Last of all, I really can’t get excited about something done by people I don’t have any interest in or even respect. I hate footballers. They’re overpaid prima donnas who can kick a ball around and get paid inordinately huge amounts of cash for it. And they are the most boring people on the planet. I can’t watch a footballer being interviewed. I have to switch over, because their droning voices and complete lack of personality make me want to summon a dimensional portal in my TV in order to let me slap them in the face until they wake up from their doziness.

“Oh, it’s jealousy,” you may say. Well damn right I’m jealous. I’d very much like to be paid hundreds of thousands of pounds a day for playing a game. But I’m not. So yes, I’m jealous. As are, I’m sure, many people out there who feel they make more valid contributions to society for a relative pittance.

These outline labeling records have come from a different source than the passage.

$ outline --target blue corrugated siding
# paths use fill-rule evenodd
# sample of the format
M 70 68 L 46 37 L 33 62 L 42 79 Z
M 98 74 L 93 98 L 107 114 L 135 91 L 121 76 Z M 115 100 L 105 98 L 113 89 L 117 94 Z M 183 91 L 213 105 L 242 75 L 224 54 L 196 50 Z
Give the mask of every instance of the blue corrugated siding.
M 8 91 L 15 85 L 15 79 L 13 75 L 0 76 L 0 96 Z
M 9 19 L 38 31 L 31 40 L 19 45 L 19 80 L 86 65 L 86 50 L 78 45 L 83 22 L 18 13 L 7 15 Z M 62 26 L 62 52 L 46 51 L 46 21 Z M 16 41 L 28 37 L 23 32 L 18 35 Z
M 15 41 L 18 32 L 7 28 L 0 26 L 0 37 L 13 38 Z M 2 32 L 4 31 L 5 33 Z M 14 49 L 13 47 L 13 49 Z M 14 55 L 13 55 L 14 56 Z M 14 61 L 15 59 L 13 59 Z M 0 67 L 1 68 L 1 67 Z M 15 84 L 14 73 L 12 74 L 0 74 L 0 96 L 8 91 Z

So that’s why I hate World Cup time. I must confess, I don’t even actually know when it’s happening. This post was prompted by the fact that World Cup-themed adverts have started appearing on television, reminding me to grit my teeth and ride out the storm as I always do. And pray that if England do manage a successful bid to host the one in whatever year they’re trying to host it in, that I manage to emigrate or at least be temporarily out of the country while it’s on.

So, fuck the World Cup, and fuck football.